- Other names: Punk reggae
- Stylistic origins: Reggae; lovers rock; punk rock;
- Cultural origins: Late 1970s, England
- Derivative forms: Ska punk; two-tone; new tone;

Other topics
- 2 Tone Records; reggae rock; new wave;

= Reggae punk =

British popular music of the late 1970s and early 1980s

Reggae punk (also known as punk reggae) is a genre of music originating in England in the late-1970s. It is characterized by a fusion of reggae music with punk rock. The genre originated amongst punk rock artists who mixed in reggae (and sometimes lovers rock) elements into their punk rock sound. The most notable band to do this was the Clash, having done so on many records. They even covered reggae songs such as Toots and the Maytals' "Pressure Drop", released as the B-side to "English Civil War", both from 1978's Give 'Em Enough Rope. Bob Marley also gave a nod to this genre by writing and recording "Punky Reggae Party" in 1977.
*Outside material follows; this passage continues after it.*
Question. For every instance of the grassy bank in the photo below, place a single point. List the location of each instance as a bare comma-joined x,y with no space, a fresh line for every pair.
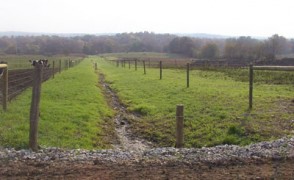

As the 1980s dawned, the genre would infuse itself into other Jamaican inspired genres, such as two-tone and ska punk.

==History==
===1970s===
Reggae punk first appeared in the late-1970s in England by punk rock bands incorporating reggae (and even lovers rock) elements into their music. The most notable band to have done this was the Clash. They have covered reggae songs by artists such as Toots and the Maytals, and even written their own. This sound continued up until their final album Cut the Crap, with which they avoided the reggae sounds of their prior albums.

When Clash bassist Paul Simonon was getting his start in the music business and learning to play the bass, he found it easier to play along to reggae songs rather than traditional rock songs.

In 1977, reggae musician Bob Marley would give a nod to the reggae-punk scene by writing and recording "Punky Reggae Party".

In July 1977, DJ Tommy Vance of Capital Radio invited John Lydon of the Sex Pistols onto his show, where he gave an interview and was allowed to spin records from his collection. While it featured artists from various genres such as Captain Beefheart and Tim Buckley, no genre was more prominent than reggae, which he revealed he grew up on.

Following on from the first wave of UK punk bands, the Ruts made reggae an integral part of their punk sound, toured with reggae band Misty in Roots, and enjoyed critical acclaim and commercial success before frontman Malcolm Owen's untimely death from a heroin overdose in 1980, although the band continued as the Ruts D.C..

In 1977, the Police would form. Initially considered a punk rock band, they soon expanded their sound to incorporate pop, new wave and reggae. In a retrospective assessment, AllMusic's Stephen Thomas Erlewine argued that the notion of the Police as a punk band was only true "in the loosest sense of the term", and stated that the band's "nervous, reggae-injected pop/rock was punky" and had a "punk spirit" but it "wasn't necessarily punk".

The Slits have also been described as punk-reggae by The Independent.

===1980s and beyond===

In the 1980s, the sounds of reggae punk would be absorbed into other genres. Two-tone, which emerged in the late 1970s, arose from a fusion of punk rock, new wave, reggae, ska and rocksteady. The genre took its name from the 2 Tone record label that was founded by Jerry Dammers of the Specials in 1979.

The Clash's 1980 triple-album Sandinista! has been described as reggae punk by Pitchfork.

In the 1990s, a genre derived from two-tone, ska, punk rock, and hardcore punk, known as ska punk, emerged. It is closely tied to third wave ska which reached its zenith in the mid-1990s. Notable bands of this style of music include Sublime, No Doubt, Less Than Jake, the Mighty Mighty Bosstones, and Fishbone.

The Mighty Mighty Bosstones have also been described as ska-core, which fuses ska punk with hardcore punk.

Ska punk would also fuse itself with crust punk to create crack rock steady. Notable bands within the genre include Choking Victim, Leftöver Crack, Morning Glory and Star Fucking Hipsters.

Reggae punk would also infuse itself into hardcore punk to create reggaecore. Bad Brains are a notable band of this style, incorporating hardcore punk and reggae elements into their sound.